La muerte de la reina de la tortilla en Lesaka deja huérfana la cocina


Actualizado el 12/02/2020 a las 10:43
Lesaka despidió este martes a Josefina Sagardia Alzugaray, considerada la reina de la tortilla por su destreza en su preparación que le hizo merecedora del campeonato nacional en 2001 y la admiración de cuántos tuvieron oportunidad de probar su receta. Con su desaparición a los 90 años de edad, la cocina navarra pierde un referente en la elaboración de un plato popular que elevó a categoría de producto exquisito al paladar con la elegancia y maestría de una mujer forjada en los avatares del cada día.
Nacida en Sunbilla, como recordaban ayer vecinos de Lesaka, pasó a engrosar la saga de regentes del céntrico restaurante Kasino de Lesaka como mujer de Miguel Elizalde. 80 años contemplan el recorrido del emblemático establecimiento de la plaza Zaharra. La fama labrada con el paso del tiempo alcanzó tales extremos que era, poco menos, obligado el cumplimiento de realizar reservas con antelación.
El recuerdo de anécdotas y hechos que marcaron su devenir asoló en Lesaka el domingo tan pronto como trascendió la novedad del vacío dejado con su muerte en el elenco de rostros populares. Cuentan que en cierta ocasión fue entrevistada por un equipo de periodistas venidos de París. No le dio más importancia al encuentro, salvo la procedencia de los reporteros.
Al domingo siguiente, Josefina Sagardia acabó ocupando uno de los temas del suplemento de Le Monde. La revista Vogue citó su establecimiento entre los cinco sugeridos en España para probar tortilla de patata.
Carácter y ternura
Quienes en la villa eran conocedores de aspectos de su trayectoria por el trato habitual, conservan la imagen de una mujer tenaz y con carácter, que alimentó su fama en la cocina a base de esfuerzo cotidiano.
Los arrestos con los que se manejaba entre fogones eran proporcionales a las reacciones, trufadas de ternura, con la que sorprendía a su clientela. Una vez, por Carnavales, una cuadrilla de amigos disfrazados como cocineros en una versión local de una formación de la Tamborrada donostiarra se desafió a entrar en el Kasino con un caballo. Temerosos de la reacción enérgica de su titular, no pudieron menos que sorprenderse y alegrarse con la respuesta alegre y tierna recibida. “Dos rondas gratis y agua y pan para el caballo”, fue la respuesta de Josefina. Eso sí, contundente. A finales de enero, la Asamblea General de la Academia Navarra de Gastronomía concedió un reconocimiento especial al Restaurante Kasino de Lesaka por una trayectoria de más de 80 años vinculada a una “cocina cuidada y tradicional, muy ligada al producto local de calidad”.
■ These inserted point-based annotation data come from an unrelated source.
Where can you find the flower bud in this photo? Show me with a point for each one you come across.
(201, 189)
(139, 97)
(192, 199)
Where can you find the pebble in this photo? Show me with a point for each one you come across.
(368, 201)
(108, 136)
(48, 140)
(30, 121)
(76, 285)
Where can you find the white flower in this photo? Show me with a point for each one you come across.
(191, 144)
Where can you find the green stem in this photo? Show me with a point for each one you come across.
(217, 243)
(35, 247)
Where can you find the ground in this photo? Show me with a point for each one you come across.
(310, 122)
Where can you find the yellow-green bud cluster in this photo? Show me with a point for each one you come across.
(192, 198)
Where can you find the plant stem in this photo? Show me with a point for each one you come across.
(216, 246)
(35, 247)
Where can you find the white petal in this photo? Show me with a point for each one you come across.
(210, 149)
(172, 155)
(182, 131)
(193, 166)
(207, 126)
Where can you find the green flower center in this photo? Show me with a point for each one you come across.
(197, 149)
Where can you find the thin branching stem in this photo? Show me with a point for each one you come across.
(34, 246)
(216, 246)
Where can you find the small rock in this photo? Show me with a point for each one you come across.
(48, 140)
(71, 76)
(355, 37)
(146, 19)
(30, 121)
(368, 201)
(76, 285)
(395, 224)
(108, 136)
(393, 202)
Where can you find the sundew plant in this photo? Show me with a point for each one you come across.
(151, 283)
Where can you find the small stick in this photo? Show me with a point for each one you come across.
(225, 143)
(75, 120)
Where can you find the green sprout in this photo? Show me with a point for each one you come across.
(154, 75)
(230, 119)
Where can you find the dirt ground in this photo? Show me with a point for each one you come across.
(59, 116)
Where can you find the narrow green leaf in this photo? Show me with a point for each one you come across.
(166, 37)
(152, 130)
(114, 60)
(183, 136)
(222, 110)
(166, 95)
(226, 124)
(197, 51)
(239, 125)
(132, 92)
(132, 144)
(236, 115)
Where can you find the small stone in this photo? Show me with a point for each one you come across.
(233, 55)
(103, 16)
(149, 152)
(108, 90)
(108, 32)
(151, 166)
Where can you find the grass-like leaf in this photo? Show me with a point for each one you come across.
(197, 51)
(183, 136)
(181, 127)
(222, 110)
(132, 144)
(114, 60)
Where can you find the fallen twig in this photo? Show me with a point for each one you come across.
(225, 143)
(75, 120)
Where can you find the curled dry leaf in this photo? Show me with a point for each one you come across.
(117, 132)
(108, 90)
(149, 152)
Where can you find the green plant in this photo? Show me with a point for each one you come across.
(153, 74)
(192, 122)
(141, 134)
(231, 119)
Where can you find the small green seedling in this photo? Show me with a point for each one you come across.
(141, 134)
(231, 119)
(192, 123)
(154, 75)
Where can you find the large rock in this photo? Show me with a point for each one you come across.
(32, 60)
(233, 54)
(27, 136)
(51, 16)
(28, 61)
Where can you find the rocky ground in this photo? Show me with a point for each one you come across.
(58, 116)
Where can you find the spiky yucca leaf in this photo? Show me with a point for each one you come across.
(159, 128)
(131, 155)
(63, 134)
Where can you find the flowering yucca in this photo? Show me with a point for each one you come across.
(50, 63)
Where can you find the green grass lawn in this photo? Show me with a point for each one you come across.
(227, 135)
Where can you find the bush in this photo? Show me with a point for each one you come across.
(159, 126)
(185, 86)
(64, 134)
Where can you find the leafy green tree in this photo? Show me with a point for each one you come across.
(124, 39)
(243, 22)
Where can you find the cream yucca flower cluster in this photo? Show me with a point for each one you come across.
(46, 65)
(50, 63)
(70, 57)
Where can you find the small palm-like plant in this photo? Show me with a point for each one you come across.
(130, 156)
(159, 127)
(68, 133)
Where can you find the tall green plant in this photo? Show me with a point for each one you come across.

Supuso una distinción, personalizada en su alma mater, por los méritos contríados con diferentes propuestas culinarias. El galardón vino a significar el buen hacer del restaurante por “su afamada tortilla navarra, premiada y reconocida como una de las mejores tortillas de patata desde los primeros concursos celebrados en España; la merluza (en todas sus variantes); el cordero lechal local asado en horno de leña y sus croquetas caseras de puntas de ibérico elaboradas con leche fresca de la vaquería cercana son hoy en día un reclamo tanto para chefs con estrellas Michelín y televisivos como para incondicionales clientes de toda España y del mundo”. El 18 de noviembre la organización de las IX Jornadas de Gastronomía ‘Palomeras de Etxalar’ le concedió un detalle por el recorrido cursado y su ejemplo de dedicación en el cultivo del arte culinario. Sin poder recoger el presente en el collado de Iarmendi, concebido como santuario de la caza de paloma en red, abrió su establecimiento de Lesaka a la delegación encargada de coordinar la cita de Etxalar. Supuso un gesto hacia aquella mujer que en 2001 dejó boquiabierto al jurado del concurso de tortilla de patata con una receta a partir de tres patatas, diez huevos, dos pimientos verdes, dos cebolletas frescas, aceite de oliva virgen, sal y cariño.